Uncertainty Calibration

Metric Value Note
PICP (95% confidence) 0.9593 Only 0.93% deviation from nominal 95%
Calibration curve Within 95% CI of theoretical line \(\sigma\) predictions are well calibrated

Key Findings

  1. CrabNet (composition only) performs worst, confirming that multi-scale device prediction cannot rely solely on composition.
  2. Solar-GECO vs.
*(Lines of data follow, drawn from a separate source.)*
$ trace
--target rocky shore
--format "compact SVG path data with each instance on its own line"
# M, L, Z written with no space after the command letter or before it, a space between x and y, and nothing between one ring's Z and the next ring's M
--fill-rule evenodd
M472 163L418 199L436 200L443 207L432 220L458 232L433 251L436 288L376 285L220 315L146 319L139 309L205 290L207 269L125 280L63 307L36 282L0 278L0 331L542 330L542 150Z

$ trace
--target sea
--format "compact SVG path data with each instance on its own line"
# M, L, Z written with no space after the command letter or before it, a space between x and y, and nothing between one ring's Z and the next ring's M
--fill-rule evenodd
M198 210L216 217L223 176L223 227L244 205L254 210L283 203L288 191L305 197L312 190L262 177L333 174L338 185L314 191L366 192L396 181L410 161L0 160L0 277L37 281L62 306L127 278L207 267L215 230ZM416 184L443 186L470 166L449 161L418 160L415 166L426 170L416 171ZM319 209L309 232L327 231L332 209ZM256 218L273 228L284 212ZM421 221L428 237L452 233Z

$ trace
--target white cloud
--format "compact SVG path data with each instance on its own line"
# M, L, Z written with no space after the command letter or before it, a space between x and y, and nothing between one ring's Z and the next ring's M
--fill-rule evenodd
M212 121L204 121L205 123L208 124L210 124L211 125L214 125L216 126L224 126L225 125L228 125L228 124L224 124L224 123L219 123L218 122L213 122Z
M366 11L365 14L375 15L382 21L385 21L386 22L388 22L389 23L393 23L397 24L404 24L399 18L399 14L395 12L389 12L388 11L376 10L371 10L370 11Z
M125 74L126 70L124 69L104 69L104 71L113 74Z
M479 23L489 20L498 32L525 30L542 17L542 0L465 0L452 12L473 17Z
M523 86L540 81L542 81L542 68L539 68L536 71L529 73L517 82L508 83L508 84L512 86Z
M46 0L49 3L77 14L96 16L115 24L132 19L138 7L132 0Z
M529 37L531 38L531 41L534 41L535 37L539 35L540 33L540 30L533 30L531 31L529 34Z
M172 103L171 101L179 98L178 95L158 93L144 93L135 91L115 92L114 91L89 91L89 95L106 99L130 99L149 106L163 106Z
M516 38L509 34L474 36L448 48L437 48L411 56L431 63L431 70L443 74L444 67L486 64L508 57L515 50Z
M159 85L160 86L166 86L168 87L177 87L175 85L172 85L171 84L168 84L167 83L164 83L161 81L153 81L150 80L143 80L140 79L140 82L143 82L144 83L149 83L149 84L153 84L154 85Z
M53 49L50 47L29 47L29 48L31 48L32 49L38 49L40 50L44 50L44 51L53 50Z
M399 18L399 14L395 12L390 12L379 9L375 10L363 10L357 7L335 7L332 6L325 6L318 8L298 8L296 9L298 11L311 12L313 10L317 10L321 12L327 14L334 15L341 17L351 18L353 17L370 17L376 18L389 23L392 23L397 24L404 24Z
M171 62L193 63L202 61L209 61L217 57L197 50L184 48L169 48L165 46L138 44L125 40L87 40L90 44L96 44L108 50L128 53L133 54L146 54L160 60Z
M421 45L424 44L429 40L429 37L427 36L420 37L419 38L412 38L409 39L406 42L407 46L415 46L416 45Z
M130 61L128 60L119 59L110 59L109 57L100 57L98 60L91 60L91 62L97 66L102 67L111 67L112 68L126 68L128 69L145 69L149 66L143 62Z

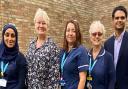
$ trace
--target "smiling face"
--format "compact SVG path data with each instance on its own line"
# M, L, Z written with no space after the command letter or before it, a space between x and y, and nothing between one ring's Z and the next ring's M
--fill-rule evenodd
M35 20L35 29L38 35L46 35L48 25L46 21L43 19L43 17L38 16Z
M114 14L113 26L116 31L123 31L126 23L125 13L121 10L118 10Z
M76 29L73 23L68 23L67 25L66 40L69 45L73 45L76 41Z
M100 46L102 45L103 41L103 32L100 29L94 29L92 30L90 34L90 41L93 46Z
M16 35L12 28L8 28L4 33L4 43L8 48L13 48L16 43Z

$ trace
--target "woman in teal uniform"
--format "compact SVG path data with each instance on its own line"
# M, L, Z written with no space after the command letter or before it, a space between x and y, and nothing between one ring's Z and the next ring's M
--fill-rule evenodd
M86 49L81 45L77 21L70 20L66 24L60 60L62 89L84 89L88 56Z

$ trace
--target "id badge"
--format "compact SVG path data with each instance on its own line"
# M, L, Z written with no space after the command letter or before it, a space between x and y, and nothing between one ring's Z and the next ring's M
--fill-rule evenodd
M7 80L5 80L5 79L0 79L0 86L6 87L6 85L7 85Z
M66 84L65 81L63 80L63 78L61 78L61 80L60 80L60 85L61 85L61 86L65 86L65 84Z
M90 82L87 82L87 88L88 88L88 89L92 89L92 85L91 85Z
M91 75L87 76L87 80L92 81L92 76Z

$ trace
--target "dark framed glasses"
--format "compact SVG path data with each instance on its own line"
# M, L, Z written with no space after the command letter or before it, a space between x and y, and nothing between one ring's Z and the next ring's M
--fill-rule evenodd
M101 33L101 32L94 32L94 33L92 33L92 36L102 36L103 35L103 33Z
M119 19L124 20L125 18L126 18L125 16L115 17L116 20L119 20Z

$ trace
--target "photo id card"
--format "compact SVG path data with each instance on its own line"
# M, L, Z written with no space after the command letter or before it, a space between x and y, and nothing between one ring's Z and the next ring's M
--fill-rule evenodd
M7 85L7 80L5 80L5 79L0 79L0 86L6 87L6 85Z

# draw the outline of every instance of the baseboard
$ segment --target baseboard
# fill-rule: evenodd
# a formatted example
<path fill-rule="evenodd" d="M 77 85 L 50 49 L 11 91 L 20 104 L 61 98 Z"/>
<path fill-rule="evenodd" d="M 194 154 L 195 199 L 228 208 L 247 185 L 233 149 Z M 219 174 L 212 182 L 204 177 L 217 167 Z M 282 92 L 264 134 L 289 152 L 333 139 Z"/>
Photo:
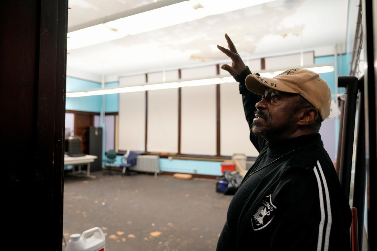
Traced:
<path fill-rule="evenodd" d="M 175 173 L 178 173 L 178 172 L 161 172 L 161 174 L 163 175 L 172 175 Z M 184 172 L 179 172 L 179 173 L 184 173 Z M 217 176 L 216 175 L 210 175 L 207 174 L 198 174 L 198 173 L 187 173 L 188 174 L 191 174 L 192 175 L 193 178 L 204 178 L 205 179 L 216 179 L 216 177 Z"/>

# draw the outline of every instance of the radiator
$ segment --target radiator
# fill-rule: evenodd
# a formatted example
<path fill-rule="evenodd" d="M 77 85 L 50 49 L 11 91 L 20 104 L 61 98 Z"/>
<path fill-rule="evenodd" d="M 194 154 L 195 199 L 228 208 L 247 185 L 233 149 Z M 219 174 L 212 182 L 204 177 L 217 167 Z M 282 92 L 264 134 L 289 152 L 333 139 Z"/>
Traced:
<path fill-rule="evenodd" d="M 155 155 L 139 155 L 138 156 L 136 166 L 133 170 L 137 172 L 154 173 L 155 175 L 160 172 L 159 157 Z"/>

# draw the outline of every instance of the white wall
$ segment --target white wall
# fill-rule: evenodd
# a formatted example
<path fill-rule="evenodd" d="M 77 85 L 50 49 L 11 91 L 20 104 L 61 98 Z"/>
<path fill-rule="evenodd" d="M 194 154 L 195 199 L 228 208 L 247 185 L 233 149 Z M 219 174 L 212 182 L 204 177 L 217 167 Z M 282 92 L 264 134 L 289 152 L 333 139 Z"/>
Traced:
<path fill-rule="evenodd" d="M 245 118 L 242 98 L 238 82 L 220 86 L 220 151 L 221 155 L 244 154 L 258 156 L 250 141 L 249 126 Z"/>
<path fill-rule="evenodd" d="M 148 151 L 178 152 L 178 89 L 148 91 L 147 130 Z"/>
<path fill-rule="evenodd" d="M 145 91 L 120 93 L 119 114 L 119 149 L 144 151 Z"/>
<path fill-rule="evenodd" d="M 216 154 L 215 85 L 182 88 L 181 152 Z"/>

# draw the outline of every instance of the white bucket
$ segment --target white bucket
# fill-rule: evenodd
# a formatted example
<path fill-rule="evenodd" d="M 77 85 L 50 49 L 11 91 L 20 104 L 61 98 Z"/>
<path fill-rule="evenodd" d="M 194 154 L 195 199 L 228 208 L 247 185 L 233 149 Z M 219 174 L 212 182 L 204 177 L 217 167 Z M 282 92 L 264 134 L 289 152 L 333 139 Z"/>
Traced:
<path fill-rule="evenodd" d="M 93 236 L 87 238 L 91 234 L 93 234 Z M 65 251 L 105 251 L 105 240 L 102 230 L 93 227 L 84 231 L 81 234 L 71 234 Z"/>
<path fill-rule="evenodd" d="M 244 154 L 234 154 L 232 156 L 232 159 L 237 160 L 241 168 L 244 170 L 246 170 L 246 161 L 247 157 Z M 237 170 L 236 169 L 236 170 Z"/>

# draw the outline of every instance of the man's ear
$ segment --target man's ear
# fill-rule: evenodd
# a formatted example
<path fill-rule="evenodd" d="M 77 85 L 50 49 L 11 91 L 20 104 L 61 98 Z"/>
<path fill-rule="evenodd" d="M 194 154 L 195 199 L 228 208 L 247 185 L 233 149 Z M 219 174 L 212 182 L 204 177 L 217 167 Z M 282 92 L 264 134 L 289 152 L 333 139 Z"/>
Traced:
<path fill-rule="evenodd" d="M 314 107 L 304 108 L 300 113 L 300 116 L 297 122 L 297 125 L 301 126 L 311 125 L 318 116 L 318 111 Z"/>

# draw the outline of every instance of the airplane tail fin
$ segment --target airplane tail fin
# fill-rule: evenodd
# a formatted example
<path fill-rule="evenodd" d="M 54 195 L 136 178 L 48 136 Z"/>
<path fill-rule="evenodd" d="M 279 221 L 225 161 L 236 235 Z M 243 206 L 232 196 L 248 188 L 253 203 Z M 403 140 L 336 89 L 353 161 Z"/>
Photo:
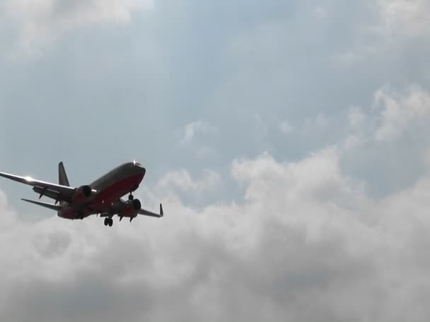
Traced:
<path fill-rule="evenodd" d="M 58 184 L 62 186 L 70 186 L 69 179 L 64 169 L 64 165 L 61 162 L 58 164 Z"/>

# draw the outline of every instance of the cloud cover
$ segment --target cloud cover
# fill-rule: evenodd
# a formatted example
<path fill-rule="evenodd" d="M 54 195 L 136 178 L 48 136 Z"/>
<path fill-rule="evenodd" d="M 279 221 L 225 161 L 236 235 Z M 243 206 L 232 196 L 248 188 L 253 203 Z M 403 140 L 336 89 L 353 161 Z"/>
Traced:
<path fill-rule="evenodd" d="M 9 7 L 24 28 L 19 30 L 28 19 L 37 27 L 32 30 L 47 40 L 52 35 L 44 30 L 50 24 L 54 48 L 81 49 L 64 32 L 79 39 L 85 29 L 80 22 L 89 29 L 128 21 L 137 30 L 124 36 L 127 41 L 115 38 L 123 51 L 95 37 L 102 49 L 83 42 L 84 58 L 50 54 L 72 58 L 66 60 L 69 69 L 50 54 L 40 61 L 40 71 L 28 62 L 24 71 L 8 67 L 18 71 L 0 78 L 8 85 L 4 92 L 12 88 L 12 94 L 30 97 L 37 108 L 23 113 L 21 101 L 1 94 L 0 131 L 8 152 L 1 162 L 13 151 L 11 167 L 50 175 L 54 155 L 47 151 L 37 160 L 36 143 L 57 147 L 55 158 L 66 154 L 65 146 L 79 165 L 72 172 L 81 176 L 77 182 L 117 161 L 105 155 L 112 145 L 115 155 L 139 147 L 146 164 L 161 174 L 151 179 L 154 172 L 148 171 L 149 183 L 138 196 L 148 208 L 162 201 L 165 217 L 115 222 L 111 229 L 99 218 L 40 216 L 31 222 L 11 197 L 23 188 L 15 193 L 5 184 L 1 190 L 7 189 L 11 201 L 0 193 L 1 319 L 428 321 L 430 78 L 419 59 L 428 43 L 422 28 L 428 6 L 421 1 L 371 3 L 327 1 L 315 8 L 306 1 L 287 7 L 255 1 L 246 11 L 217 2 L 206 4 L 211 10 L 205 15 L 192 1 L 171 6 L 161 1 L 153 4 L 156 18 L 145 16 L 151 23 L 141 21 L 153 28 L 151 32 L 128 20 L 142 2 L 74 3 L 74 8 L 55 15 L 52 8 L 59 1 L 28 1 L 37 4 L 35 11 Z M 239 25 L 235 10 L 247 18 Z M 222 26 L 214 23 L 221 18 Z M 338 30 L 339 25 L 344 28 Z M 151 32 L 159 41 L 149 37 Z M 18 41 L 28 36 L 18 35 Z M 127 42 L 138 35 L 149 42 L 144 50 Z M 416 37 L 421 47 L 408 46 Z M 37 46 L 44 48 L 43 42 Z M 359 59 L 344 64 L 337 59 L 345 52 Z M 412 66 L 403 67 L 405 61 Z M 142 65 L 140 71 L 151 78 L 136 76 Z M 168 77 L 158 73 L 160 66 L 167 66 Z M 47 70 L 54 76 L 45 76 Z M 45 83 L 49 90 L 40 85 L 36 94 L 31 91 L 30 85 Z M 47 95 L 57 91 L 59 98 Z M 116 100 L 121 108 L 109 105 Z M 20 129 L 28 127 L 28 146 L 8 140 L 14 133 L 8 129 L 14 119 L 9 102 L 18 102 L 15 113 Z M 68 102 L 73 109 L 56 114 Z M 100 109 L 88 109 L 91 104 Z M 142 107 L 153 104 L 163 117 Z M 170 104 L 175 107 L 164 111 Z M 93 131 L 107 106 L 105 127 Z M 40 119 L 32 127 L 40 113 L 54 114 L 52 121 Z M 76 122 L 87 131 L 76 131 Z M 105 128 L 112 125 L 111 134 Z M 185 145 L 209 146 L 216 153 L 195 162 Z M 18 157 L 23 150 L 34 160 Z M 83 166 L 82 155 L 106 155 L 105 162 L 88 157 L 94 165 Z M 231 195 L 213 201 L 217 190 Z"/>
<path fill-rule="evenodd" d="M 396 104 L 407 109 L 411 97 Z M 390 108 L 388 100 L 384 109 Z M 363 138 L 375 140 L 378 131 L 364 131 Z M 165 217 L 110 229 L 97 218 L 30 225 L 2 195 L 0 238 L 8 246 L 0 251 L 1 315 L 47 321 L 426 321 L 430 177 L 373 200 L 362 181 L 341 169 L 351 148 L 340 141 L 296 162 L 269 153 L 235 160 L 231 175 L 244 186 L 243 201 L 201 209 L 184 204 L 174 188 L 210 186 L 217 177 L 173 172 L 141 196 L 153 207 L 159 200 L 168 205 Z"/>

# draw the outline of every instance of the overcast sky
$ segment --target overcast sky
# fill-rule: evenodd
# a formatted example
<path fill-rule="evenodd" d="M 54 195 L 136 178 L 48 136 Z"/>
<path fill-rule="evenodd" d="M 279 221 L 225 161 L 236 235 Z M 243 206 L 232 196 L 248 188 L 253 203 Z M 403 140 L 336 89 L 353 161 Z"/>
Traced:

CGCNN+BERT+MLP: co-attention fusion reduces MAE from 3.011 to 2.936 compared to simple concatenation, improving R² by 4.2%.
  3. Prediction bias is larger for low-PCE devices, likely due to the dominance of high-efficiency devices in the training data.
  4. Under the group split (unseen material combinations), Solar-GECO still outperforms baselines, reducing MAE from 3.274 to 3.127.

Highlights & Insights

  1. Precise multimodal design: Geometric GNNs are applied to layers with available crystal structures, while LLMs handle layers described only by text — leveraging the strengths of each modality.
  2. Uncertainty quantification: The Gaussian NLL loss jointly predicts mean and variance; the well-calibrated PICP provides practical guidance for experimental screening.
  3. Cross-scale modeling: End-to-end modeling from the atomic level (crystal structure) to the device level (inter-layer interactions).

Limitations & Future Work

  • Crystal structure data sourced from the Materials Project limits the diversity of perovskite compositions (465 → 34 variants).
  • Manufacturing process parameters (annealing temperature, deposition method, etc.) are not incorporated, despite their significant impact on efficiency.
  • Prediction bias in the low-PCE regime remains large; adaptive sampling or importance weighting could address this.
  • The selection of co-attention layer count and number of heads lacks theoretical justification.
  • Materials property prediction: CGCNN, SchNet, Matformer
  • Device-level prediction: Semantic Device Graphs
  • Multimodal fusion: Multimodal Transformer, cross-attention
  • Uncertainty modeling: Gaussian NLL, mixture density networks

Rating

  • Novelty: ⭐⭐⭐⭐ — First work to fuse geometric GNN crystal encoding with device-level text information via co-attention for PCE prediction.
  • Experimental Thoroughness: ⭐⭐⭐⭐ — 5 baselines + 4 ablations + uncertainty calibration + group split analysis.
  • Writing Quality: ⭐⭐⭐⭐ — Method motivation is clear; figures are highly informative.
  • Value: ⭐⭐⭐⭐ — Accelerates perovskite device screening; a practical contribution at the intersection of materials science and AI.